Menurut hemat penulis, syarat diatas adalah syarat-syarat yang masuk akal yang dapat mencegah penggunaan sumber dalil ini (mashlahah mursalah) tercerabut dari akarnya (menyimpang dari esensinya) serta mencegah dari menjadikan nash-nash tunduk kepada hukum-hukum yang dipengaruhi hawa nafsu dan syahwat dengan mashlahah mursalah.
Golongan Maliki berpendapat, bahwa sifat munasib yang merupakan alasan adanya mashlahat, meskipun tidak jelas batasannya, patut menjadi illat bagi qiyas. Kalau memang demikian sifat munasib layak dijadikan illat, maka berarti mashlahah mursalah termasuk ke dalam macam qiyas. Oleh karena itu ia bisa diterima sebagai sumber hukum sebagaimana halnya diterimanya qiyas berdasarkan sifat munasib, yaitu hikmah, tanpa memandang apakah illat itu mundhabithah atau tidak. Karena begitu dekatnya pengertian sifat munasib dan mashlahah mursalah sehingga sebagian ulama madzhab Maliki menganggap bahwa sesungguhnya semua ulama ahli fiqh memakai dalil mashlahat, meskipun mereka menamakannya sifat munasib, atau memasukkannya ke dalam bagian qiyas.[22]
Sebagaimana telah diterangkan, bahwa mashlahah mursalah dibatasi dengan qayd (klasifikasi) tertentu, sehingga ia tidak tercerabut dari akar syariat dan tidak mengesampingkan nash-nash yang qath’i.
Imam Syafi’i adalah yang paling tegas menentang atas kehujjahan maslahah mursalah sebagai dalil hukum karena tidak memiliki standar yang pasti dari nash maupun qiyas, sedangkan pendirian Imam Syafi’i semua hukum haruslah diberdasarkan nash atau di sandarkan pada nash sebagaimana qiyas.[23] Bagi Imam Syafi’i urut-urutan sumber hukum Islam tidak boleh dibolak-balik, melainkan harus secara mutlak berurutan. Sehingga mashlahah mursalah tidak dapat diterima sebagai metode istinbat karena mashlahah mursalah itu tidak memiliki standar yang pasti dari nash maupun qiyas.[24]

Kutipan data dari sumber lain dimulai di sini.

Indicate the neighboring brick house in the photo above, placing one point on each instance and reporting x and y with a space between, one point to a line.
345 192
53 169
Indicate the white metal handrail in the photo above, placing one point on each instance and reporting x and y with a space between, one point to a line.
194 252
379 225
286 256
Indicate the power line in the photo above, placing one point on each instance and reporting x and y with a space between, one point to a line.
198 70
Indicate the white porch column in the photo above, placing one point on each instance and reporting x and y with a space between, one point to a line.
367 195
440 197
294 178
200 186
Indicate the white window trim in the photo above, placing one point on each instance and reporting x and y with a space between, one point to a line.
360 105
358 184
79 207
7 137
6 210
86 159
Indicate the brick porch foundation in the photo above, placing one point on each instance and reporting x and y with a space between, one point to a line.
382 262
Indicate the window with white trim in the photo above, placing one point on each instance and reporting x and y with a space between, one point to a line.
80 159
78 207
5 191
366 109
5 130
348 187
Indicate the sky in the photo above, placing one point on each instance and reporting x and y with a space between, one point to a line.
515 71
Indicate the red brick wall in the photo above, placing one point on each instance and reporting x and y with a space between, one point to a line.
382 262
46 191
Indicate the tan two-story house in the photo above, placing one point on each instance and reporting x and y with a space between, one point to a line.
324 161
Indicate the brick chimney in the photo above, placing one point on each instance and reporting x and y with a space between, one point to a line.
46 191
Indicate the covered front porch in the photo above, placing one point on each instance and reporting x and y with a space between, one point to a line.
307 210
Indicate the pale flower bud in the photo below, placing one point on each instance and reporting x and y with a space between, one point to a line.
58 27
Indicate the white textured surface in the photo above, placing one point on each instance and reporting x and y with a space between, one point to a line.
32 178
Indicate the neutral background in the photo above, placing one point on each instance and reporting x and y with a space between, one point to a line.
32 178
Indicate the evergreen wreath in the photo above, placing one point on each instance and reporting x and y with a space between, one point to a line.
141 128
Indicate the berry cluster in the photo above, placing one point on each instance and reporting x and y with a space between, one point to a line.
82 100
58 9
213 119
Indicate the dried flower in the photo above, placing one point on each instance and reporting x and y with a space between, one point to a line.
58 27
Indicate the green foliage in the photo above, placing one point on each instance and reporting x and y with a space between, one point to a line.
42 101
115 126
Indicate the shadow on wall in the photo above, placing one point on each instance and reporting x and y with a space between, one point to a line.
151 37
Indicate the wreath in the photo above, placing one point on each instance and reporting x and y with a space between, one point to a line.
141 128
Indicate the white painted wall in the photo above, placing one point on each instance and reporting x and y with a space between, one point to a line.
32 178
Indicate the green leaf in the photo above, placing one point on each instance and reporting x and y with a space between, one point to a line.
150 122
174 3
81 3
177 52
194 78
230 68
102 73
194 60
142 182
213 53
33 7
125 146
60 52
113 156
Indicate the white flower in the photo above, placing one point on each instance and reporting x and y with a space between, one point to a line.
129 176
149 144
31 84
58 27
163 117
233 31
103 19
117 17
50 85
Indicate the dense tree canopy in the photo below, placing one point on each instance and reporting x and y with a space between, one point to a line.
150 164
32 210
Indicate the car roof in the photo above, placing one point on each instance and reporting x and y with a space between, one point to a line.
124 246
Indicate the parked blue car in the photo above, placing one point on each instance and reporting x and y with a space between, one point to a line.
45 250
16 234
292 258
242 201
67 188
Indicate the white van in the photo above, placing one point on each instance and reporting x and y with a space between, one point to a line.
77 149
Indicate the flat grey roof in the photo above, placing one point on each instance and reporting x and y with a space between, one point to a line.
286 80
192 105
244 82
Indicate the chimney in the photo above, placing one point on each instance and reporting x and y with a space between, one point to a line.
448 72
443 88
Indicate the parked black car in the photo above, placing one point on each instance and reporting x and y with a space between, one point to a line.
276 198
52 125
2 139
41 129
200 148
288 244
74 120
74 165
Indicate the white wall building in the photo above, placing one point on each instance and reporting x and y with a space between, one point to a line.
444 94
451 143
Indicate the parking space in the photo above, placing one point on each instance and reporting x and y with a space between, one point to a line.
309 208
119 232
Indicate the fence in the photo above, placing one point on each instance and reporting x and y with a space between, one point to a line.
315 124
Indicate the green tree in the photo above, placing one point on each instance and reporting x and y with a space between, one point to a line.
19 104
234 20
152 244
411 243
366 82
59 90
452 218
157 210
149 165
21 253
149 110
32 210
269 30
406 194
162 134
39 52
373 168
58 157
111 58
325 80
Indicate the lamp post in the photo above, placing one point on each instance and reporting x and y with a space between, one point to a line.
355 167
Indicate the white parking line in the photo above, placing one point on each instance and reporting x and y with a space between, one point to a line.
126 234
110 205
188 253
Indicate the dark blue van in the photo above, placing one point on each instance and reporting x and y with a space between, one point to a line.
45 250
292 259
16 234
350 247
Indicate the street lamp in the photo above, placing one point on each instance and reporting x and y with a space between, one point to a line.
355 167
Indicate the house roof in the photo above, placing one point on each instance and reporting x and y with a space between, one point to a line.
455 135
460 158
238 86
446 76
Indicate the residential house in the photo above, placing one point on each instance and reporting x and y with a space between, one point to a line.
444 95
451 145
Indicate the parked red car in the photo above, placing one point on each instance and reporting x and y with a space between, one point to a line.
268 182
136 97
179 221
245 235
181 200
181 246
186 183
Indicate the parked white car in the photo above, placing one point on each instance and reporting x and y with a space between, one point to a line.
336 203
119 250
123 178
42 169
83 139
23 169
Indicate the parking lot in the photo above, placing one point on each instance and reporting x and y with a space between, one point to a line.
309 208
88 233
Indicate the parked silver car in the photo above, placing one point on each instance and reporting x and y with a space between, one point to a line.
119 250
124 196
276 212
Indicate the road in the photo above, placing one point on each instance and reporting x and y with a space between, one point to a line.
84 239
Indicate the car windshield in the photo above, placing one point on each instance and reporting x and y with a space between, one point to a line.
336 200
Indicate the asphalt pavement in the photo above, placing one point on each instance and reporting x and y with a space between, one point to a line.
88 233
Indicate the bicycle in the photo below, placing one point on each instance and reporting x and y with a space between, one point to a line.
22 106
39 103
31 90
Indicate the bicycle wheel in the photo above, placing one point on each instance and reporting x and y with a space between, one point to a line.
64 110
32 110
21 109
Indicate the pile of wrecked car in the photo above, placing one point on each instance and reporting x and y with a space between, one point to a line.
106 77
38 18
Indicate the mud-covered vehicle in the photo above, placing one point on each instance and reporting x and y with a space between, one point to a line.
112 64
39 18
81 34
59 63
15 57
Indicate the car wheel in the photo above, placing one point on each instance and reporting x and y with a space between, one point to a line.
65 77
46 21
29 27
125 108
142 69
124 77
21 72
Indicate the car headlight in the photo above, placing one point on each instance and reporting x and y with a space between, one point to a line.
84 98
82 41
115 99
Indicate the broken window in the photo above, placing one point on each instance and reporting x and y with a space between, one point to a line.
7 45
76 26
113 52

Namun di sisi lain, Imam Syafi’i seperti yang telah dijelaskan oleh Husein Hamid Hasan, menyatakan bahwa maslahah mursalah sama seperti dalam pengertian qiyas, alasannya karena keduanya memiliki persamaan unsur-unsur, syarat qiyas ada tiga, pertama, adanya peristiwa yang tidak ada nash hukumnya yang jelas, kedua, adanya hukum yang dinashkan oleh syar’i yang mungkin dihubungkan dengan peristiwa itu melalui pengertian ma’nawi, ketiga, peristiwa yang tidak ada nash hukumnya itu terkandung dalam kejadian yang mansus secara implisit.[25]
Penulis menyimpulkan beberapa kesamaan keduanya, yaitu bahwa mashlahah mursalah yang selama ini seakan diperdebatkan relevansinya sebagai metode pengambilan hukum antara Imam Malik dan Imam Syafi’i, pada dasarnya telah disepakati keduanya meskipun dengan menggunakan bahasa yang berbeda-beda dan juga kedua tokoh ini sama-sama mengakui keberadaan maslahah atau kepentingan umum yang secara eksplisit maupun impilsit dalam nash al-Qur’an maupun Sunnah.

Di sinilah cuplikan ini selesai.